Club members play one another and are paired with players around the world in on-line matches.
“The kids now see math has a purpose behind it. They learn strategy, patience and problem-solving. Problem-solving is the hardest thing for our kids,” he said.
Nero said that students in the club improved their math scores on the Connecticut Mastery Test by 30 percent between fifth and sixth grade.
“I would say that 80 percent of our kids are proficient in math now, they are among the highest math scores in the district.”
ING, the Dutch insurance conglomerate, selected Nero this year as an ING Unsung Hero, its awards program for teachers, and donated $2,000 to Microsociety to expand the club Friday.
Nero will put the money toward paying for more chess games, timers, chess software, transportation and tournament fees.

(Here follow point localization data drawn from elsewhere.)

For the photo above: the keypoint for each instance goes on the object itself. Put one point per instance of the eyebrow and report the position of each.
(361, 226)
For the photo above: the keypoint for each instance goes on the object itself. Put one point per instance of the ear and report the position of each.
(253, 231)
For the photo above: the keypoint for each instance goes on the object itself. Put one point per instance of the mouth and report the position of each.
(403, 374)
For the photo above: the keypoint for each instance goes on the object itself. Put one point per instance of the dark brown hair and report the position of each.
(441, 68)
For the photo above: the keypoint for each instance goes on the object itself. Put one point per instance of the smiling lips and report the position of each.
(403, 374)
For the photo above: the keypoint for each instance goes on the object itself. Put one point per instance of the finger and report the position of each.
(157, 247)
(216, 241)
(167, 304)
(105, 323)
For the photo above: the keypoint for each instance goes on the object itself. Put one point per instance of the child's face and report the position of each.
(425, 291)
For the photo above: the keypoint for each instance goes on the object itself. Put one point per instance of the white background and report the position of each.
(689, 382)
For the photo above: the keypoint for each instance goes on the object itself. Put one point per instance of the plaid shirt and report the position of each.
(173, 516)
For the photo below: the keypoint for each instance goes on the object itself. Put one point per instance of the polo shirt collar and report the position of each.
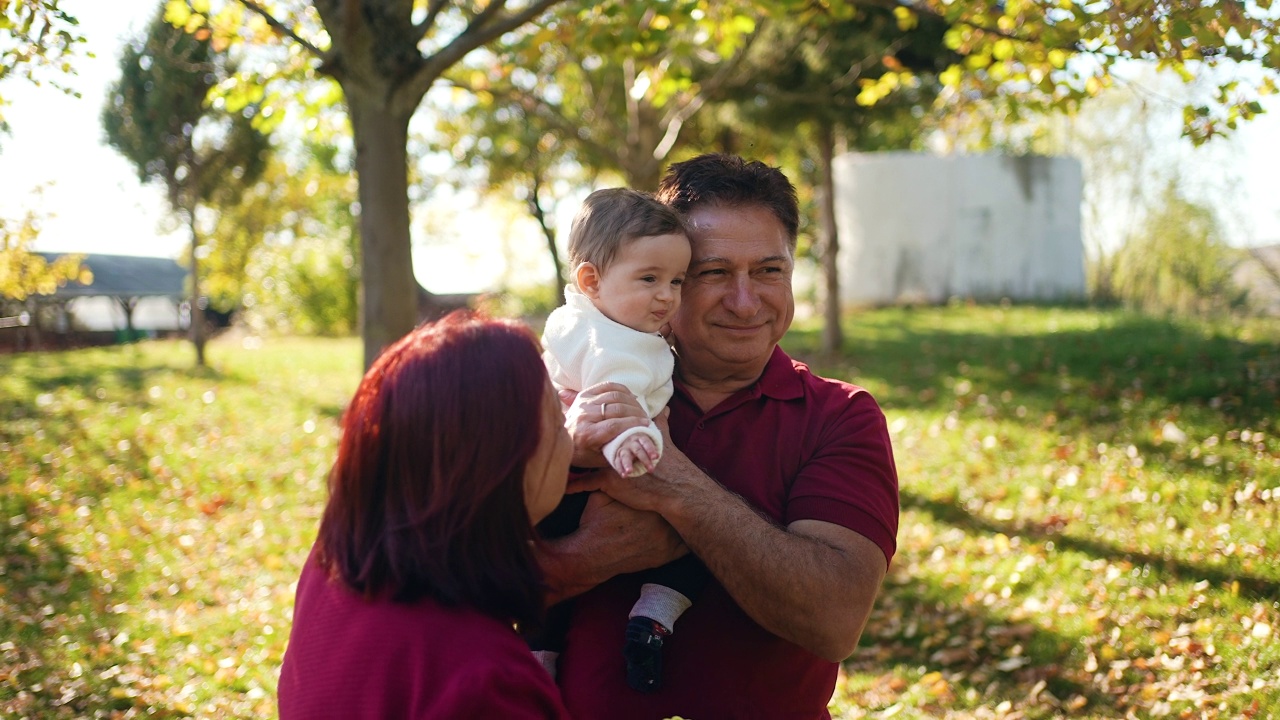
(780, 381)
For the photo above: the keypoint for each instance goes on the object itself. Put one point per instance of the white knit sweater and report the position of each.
(583, 347)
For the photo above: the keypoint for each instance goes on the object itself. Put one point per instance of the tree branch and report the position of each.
(479, 32)
(433, 10)
(284, 30)
(675, 121)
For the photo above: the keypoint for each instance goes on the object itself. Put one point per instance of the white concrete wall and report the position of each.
(926, 228)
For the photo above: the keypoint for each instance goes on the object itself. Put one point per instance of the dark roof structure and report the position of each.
(127, 276)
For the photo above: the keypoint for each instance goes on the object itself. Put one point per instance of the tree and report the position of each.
(156, 115)
(1178, 261)
(604, 90)
(37, 40)
(384, 55)
(618, 82)
(287, 254)
(23, 273)
(1023, 57)
(519, 156)
(805, 77)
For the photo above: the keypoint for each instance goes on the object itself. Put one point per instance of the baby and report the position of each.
(629, 255)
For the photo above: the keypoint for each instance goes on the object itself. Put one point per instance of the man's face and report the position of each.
(736, 301)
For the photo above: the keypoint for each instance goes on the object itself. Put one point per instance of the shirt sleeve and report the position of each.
(850, 478)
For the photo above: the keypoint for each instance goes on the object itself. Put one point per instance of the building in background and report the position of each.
(926, 228)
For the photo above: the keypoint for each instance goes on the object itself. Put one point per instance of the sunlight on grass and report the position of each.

He will take his top five players to a tournament next month in Orange, but his students will need to compete to be among the five.
Rakeam Durant, 11, a sixth-grader and Microsociety’s reigning chess champ, has been playing chess under Nero since first grade.
“It’s tough because everybody keeps getting better and better,” Rakeam said. “Now my dad wants me to teach him how to play.”
His classmates, Ethan Godfrey, Danjuan Oliver and Lezlie McEarchern, all 11 and in the sixth grade, are eager to challenge him as champion.
“Fool’s mate! You use that (strategy) on everybody,” Lezlie huffed. Rakeam smiled quietly, as if to say, ‘But it works.’
They have already competed in several tournaments, but these students don’t forget why they’re learning chess.”
In chess, you learn math better. You learn eight times eight is 64 because there are 64 squares on the grid,” Ethan said.